2000s: Naya Rivera, Amber Riley, Jenna Ushkowitz, Glee
Glee comes under a lot of criticism for being kind of, well, corny, but to be honest, the show is truly one of the most diverse coming out of the early 2000s. Glee is still on (thank god!) but it premiered in 2009, focusing on a bunch of outcast kids that struggle with the life issues that we all cope with throughout our high school careers. Besides being in the glee club- which is infinitely uncool, of course— the show has a range of characters: a boy in a wheelchair, a pregnant teenager, football playing virgins, Jewish poindexters with voices like angels, a Black diva, a Latina super snarky jerk, an Asian girl who cannot define herself, and even Mr. Schue has his issues for being a good looking white male. Glee has done a stellar job staying diverse. I haven’t even mentioned the interracial relationships: Santana (Rivera) is a Latina lesbian who dates a white, blonde woman (also in the glee club).
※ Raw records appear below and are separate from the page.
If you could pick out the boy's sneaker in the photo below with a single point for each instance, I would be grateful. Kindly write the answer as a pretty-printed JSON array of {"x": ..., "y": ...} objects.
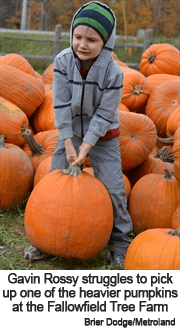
[
  {"x": 114, "y": 259},
  {"x": 33, "y": 253}
]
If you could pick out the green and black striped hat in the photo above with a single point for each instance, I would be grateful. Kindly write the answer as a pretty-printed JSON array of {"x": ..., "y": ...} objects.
[{"x": 96, "y": 17}]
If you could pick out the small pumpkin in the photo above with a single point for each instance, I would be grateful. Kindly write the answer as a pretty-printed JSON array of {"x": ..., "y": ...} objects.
[
  {"x": 135, "y": 90},
  {"x": 173, "y": 122},
  {"x": 12, "y": 121},
  {"x": 69, "y": 214},
  {"x": 154, "y": 249},
  {"x": 163, "y": 100},
  {"x": 20, "y": 88},
  {"x": 160, "y": 59},
  {"x": 16, "y": 175},
  {"x": 137, "y": 138},
  {"x": 153, "y": 200}
]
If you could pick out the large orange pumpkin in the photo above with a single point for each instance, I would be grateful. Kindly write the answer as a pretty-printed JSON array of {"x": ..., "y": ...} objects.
[
  {"x": 137, "y": 138},
  {"x": 154, "y": 249},
  {"x": 153, "y": 200},
  {"x": 40, "y": 146},
  {"x": 12, "y": 120},
  {"x": 160, "y": 59},
  {"x": 163, "y": 100},
  {"x": 24, "y": 90},
  {"x": 157, "y": 79},
  {"x": 16, "y": 175},
  {"x": 175, "y": 221},
  {"x": 19, "y": 62},
  {"x": 69, "y": 215},
  {"x": 176, "y": 153}
]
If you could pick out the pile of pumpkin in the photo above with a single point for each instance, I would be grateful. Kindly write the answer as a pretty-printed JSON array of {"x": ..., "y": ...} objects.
[{"x": 150, "y": 150}]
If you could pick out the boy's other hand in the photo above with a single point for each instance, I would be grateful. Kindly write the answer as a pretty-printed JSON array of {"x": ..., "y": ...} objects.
[{"x": 83, "y": 151}]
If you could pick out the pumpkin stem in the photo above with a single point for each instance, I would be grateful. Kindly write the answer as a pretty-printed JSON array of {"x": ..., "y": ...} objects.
[
  {"x": 151, "y": 58},
  {"x": 166, "y": 140},
  {"x": 174, "y": 233},
  {"x": 35, "y": 148},
  {"x": 2, "y": 141},
  {"x": 73, "y": 170},
  {"x": 167, "y": 174},
  {"x": 164, "y": 156}
]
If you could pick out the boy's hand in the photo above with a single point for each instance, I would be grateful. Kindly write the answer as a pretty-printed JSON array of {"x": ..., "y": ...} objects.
[
  {"x": 71, "y": 154},
  {"x": 83, "y": 151}
]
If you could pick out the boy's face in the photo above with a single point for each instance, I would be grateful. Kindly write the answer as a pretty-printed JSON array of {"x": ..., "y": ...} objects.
[{"x": 87, "y": 43}]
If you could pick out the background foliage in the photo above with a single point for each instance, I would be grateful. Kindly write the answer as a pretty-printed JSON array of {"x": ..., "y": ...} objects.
[{"x": 161, "y": 15}]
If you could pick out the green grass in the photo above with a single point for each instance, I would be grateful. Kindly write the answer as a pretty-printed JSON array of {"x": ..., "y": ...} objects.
[{"x": 14, "y": 239}]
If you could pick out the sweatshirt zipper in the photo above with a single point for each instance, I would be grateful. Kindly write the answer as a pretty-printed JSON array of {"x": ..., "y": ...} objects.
[{"x": 82, "y": 99}]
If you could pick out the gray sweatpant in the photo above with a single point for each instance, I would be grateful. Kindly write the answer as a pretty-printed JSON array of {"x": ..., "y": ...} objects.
[{"x": 106, "y": 161}]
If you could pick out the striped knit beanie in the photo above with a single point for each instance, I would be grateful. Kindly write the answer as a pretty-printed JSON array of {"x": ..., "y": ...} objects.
[{"x": 97, "y": 18}]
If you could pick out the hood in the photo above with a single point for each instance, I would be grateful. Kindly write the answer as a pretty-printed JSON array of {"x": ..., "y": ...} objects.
[{"x": 109, "y": 45}]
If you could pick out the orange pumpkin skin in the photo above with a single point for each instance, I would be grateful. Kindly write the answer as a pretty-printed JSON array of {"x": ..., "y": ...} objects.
[
  {"x": 154, "y": 249},
  {"x": 153, "y": 200},
  {"x": 163, "y": 100},
  {"x": 19, "y": 62},
  {"x": 22, "y": 89},
  {"x": 69, "y": 216},
  {"x": 175, "y": 222},
  {"x": 16, "y": 177},
  {"x": 12, "y": 120},
  {"x": 135, "y": 90},
  {"x": 160, "y": 59},
  {"x": 157, "y": 79},
  {"x": 173, "y": 123},
  {"x": 137, "y": 138},
  {"x": 40, "y": 146},
  {"x": 176, "y": 153}
]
2010s: Mindy Kaling, The Mindy Project
Kaling became well-known for playing Kelly on The Office, where she was also doing us all a favor by being the only non-white female on that show, but when she branched off into her own show, she truly broke down barriers. A self-described “chubby” girl (though I think she is nothing but normal!), Kaling is also very noticeably not a white person. She is of Indian descent— in fact her birth name is Vera Mindy Chokalingam— and plays an OB/GYN on The Mindy Project. Kaling is also the creator of the show, which means she is representing women and racial equality in a whole other realm of entertainment: behind the scenes.
And though The Mindy Project has come under criticism, as all things in life do, at the end of the day, Mindy is not playing an Indian doctor, she is playing a woman to whom all women can relate. Here’s an example of her quick-witted dialogue:
Casey: Why are you going to Hell?
Mindy: I love gossip and I don’t really care about the environment.
Though do not let me end this appraisal of diverse women in the media without mentioning Rashida Jones, who has been on a few television shows in her career though she currently plays Ann Perkins on Parks and Recreation. Rashida Jones, for those who are unaware, is a biracial woman, and we never get biracial women on television. Not only that, but she is multi-talented: a writer, a comedian, an actress, and she is gorgeous. Jones is my idol. Thank you for being on television.